Abuse of Process Claims in SLAPPs
A suit for abuse of process seeks to recover damages for the use of a court process for a purpose other than that for which the process was designed, and which intentionally perpetrates an injustice.
Although not all abuse of process claims are meritless, if you’ve been sued for abuse of process, you may well have been SLAPPed. The anti-SLAPP law generally applies to abuse of process claims (because they generally involve statements or writings made in connection with a judicial proceeding), and when it does, only meritorious abuse of process suits can survive an anti-SLAPP motion.
The case below is one example of an abuse of process SLAPP decided by the California Supreme Court:
Rusheen v. Cohen
California Supreme Court, 2006 (review of Los Angeles Co. Superior Court)

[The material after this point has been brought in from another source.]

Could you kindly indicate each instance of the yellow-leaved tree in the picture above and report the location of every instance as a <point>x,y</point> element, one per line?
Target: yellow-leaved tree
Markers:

37 Cal. 4th 1048, 39 Cal. Rptr.3d 516
Rusheen sued Cohen for abuse of process, for allegedly filing false declarations regarding the service of court papers, and conspiring to execute the resulting default judgment against Rusheen. Cohen filed an anti-SLAPP motion, asserting that Cohen’s conduct was privileged under Civil Code section 47(b) as communications in the course of a judicial proceeding. The trial court agreed and granted the motion. The appellate court reversed on the grounds that executing on the improper default judgment was unprivileged, noncommunicative conduct.
The California Supreme Court reversed, holding that the anti-SLAPP motion should have been granted. It concluded that where the gravamen [primary thrust] of the complaint is a privileged communication (i.e., allegedly perjured declarations of service) the privilege extends to necessarily related noncommunicative acts (i.e., the act of levying).